Erwartung legt Jocelyn in einem kalten, klinischen Ambiente (Bühne und Kostüme sind von Alain Lagarde) als Momentaufnahme einer psychisch gestörten Frau in der Gerichtsmedizin an. Das hat durchaus überzeugende Ansätze, die allzu vielen in das Bühnengeschehen einbezogenen Statisten lenken von der introspektivischen Darstellung der Frau durch Schönberg doch etwas ab. Stärkere Bilder findet Jocelyn da für Rihms Gehege. Das übergroße Skelett eines Adlers – nur der Kopf ist noch unversehrt – ist umgeben von einer Glasvitrine, die bei der Uraufführung von einem Tänzer dargestellte Figur des Adlers wird hier zu einer Art Restaurator am Skelett, ein musealer Verwalter des Adlers – den die Frau bis zum Exitus bedrängt.

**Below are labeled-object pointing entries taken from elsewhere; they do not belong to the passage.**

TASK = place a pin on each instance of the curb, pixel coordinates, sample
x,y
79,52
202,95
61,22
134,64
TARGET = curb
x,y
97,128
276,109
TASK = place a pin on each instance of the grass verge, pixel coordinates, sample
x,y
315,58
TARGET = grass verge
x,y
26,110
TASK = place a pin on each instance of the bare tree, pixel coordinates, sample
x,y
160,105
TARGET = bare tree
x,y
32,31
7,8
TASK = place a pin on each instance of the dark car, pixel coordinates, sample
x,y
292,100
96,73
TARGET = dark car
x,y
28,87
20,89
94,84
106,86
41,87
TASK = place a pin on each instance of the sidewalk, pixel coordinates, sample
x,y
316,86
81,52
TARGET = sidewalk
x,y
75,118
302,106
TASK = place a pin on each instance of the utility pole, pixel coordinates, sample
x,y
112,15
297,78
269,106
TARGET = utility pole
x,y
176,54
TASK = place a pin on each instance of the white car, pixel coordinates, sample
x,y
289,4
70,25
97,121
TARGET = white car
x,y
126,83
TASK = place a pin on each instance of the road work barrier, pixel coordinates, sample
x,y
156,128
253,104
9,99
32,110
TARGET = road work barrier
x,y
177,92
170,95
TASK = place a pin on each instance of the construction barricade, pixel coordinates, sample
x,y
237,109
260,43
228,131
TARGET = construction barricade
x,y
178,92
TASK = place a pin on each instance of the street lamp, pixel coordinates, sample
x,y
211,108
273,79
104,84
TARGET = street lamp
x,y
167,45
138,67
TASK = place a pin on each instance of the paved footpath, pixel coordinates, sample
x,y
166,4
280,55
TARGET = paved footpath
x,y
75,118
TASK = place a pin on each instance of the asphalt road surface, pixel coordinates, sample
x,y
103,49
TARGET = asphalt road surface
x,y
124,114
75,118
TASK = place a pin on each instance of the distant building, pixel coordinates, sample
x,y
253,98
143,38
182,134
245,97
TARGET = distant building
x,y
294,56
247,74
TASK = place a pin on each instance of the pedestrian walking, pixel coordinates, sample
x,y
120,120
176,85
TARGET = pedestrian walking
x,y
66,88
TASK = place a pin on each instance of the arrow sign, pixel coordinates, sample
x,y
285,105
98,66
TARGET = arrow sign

Die musikalische Seite des Abends gerät in jeder Hinsicht beeindruckend. Deborah Polaskis Sopran ist nach wie vor in bestechend-präsenter Form, klingt im Piano noch immer bemerkenswert unverbraucht und klar. In den exponierten Passagen ist die Artikulation nicht immer ganz exakt, das fällt indes bei der ebenso unveränderten Bühnenpräsenz der Polaski nicht ins Gewicht. Ihr galt am Ende genauso verdienter Jubel wie Hellen Kwon als Frau in Das Gehege. Die koreanische Sopranistin gehört seit vielen Jahren zum festen Ensemble in Hamburg, begann mit lyrischen und Koloraturpartien. Seit einiger Zeit wagt sie sich mehr und mehr in dramatischere Partien – zum Beispiel Senta – vor. Diese Entwicklung tut ihr offensichtlich sehr gut, die Stimme ist in blendender Verfassung, schwingt mühelos in dramatischen Phrasen ein, verliert dabei nie die Schönheit ihres Klanges – eine große Leistung, auch als Darstellerin, es bleibt Kwon nur zu wünschen, dass sie diesen Weg ebenso behutsam wie konsequent fortsetzen mag. An ihrer Seite gibt der Schauspieler Marco Stickel die Rolle des Adlers leider allzu unauffällig.

Das Ensemble in Le Bal meistert die Anforderungen an ein leichtes Parlando einerseits, an eine der Tragik des Stoffes angemessene Dramatik andererseits durchweg sehr souverän: Miriam Gordon-Stewart als Mutter Rosine genauso wie Trine W. Lund als Tochter Antoinette, dazu Peter Galliard (Vater), Ann Beth Solvang (Kindermädchen), Miriam Clark (Klavierlehrerin) und Moritz Gogg (Diener)

Simone Young steuert mit dem Philharmonischen Staatorchester stilsicher, plastisch und transparent durch die drei Partituren, an wenigen Stellen wäre ein ausgeprägteres Ohr für ihre Sänger wünschenswert gewesen, aber alles in allem zeigt sie hier eine bestechende Leistung – als Dirigentin wie auch als Intendantin mit der Entscheidung, diesen Abend so auf den Spielplan zu nehmen. Großer Beifall für sie und das Ensemble.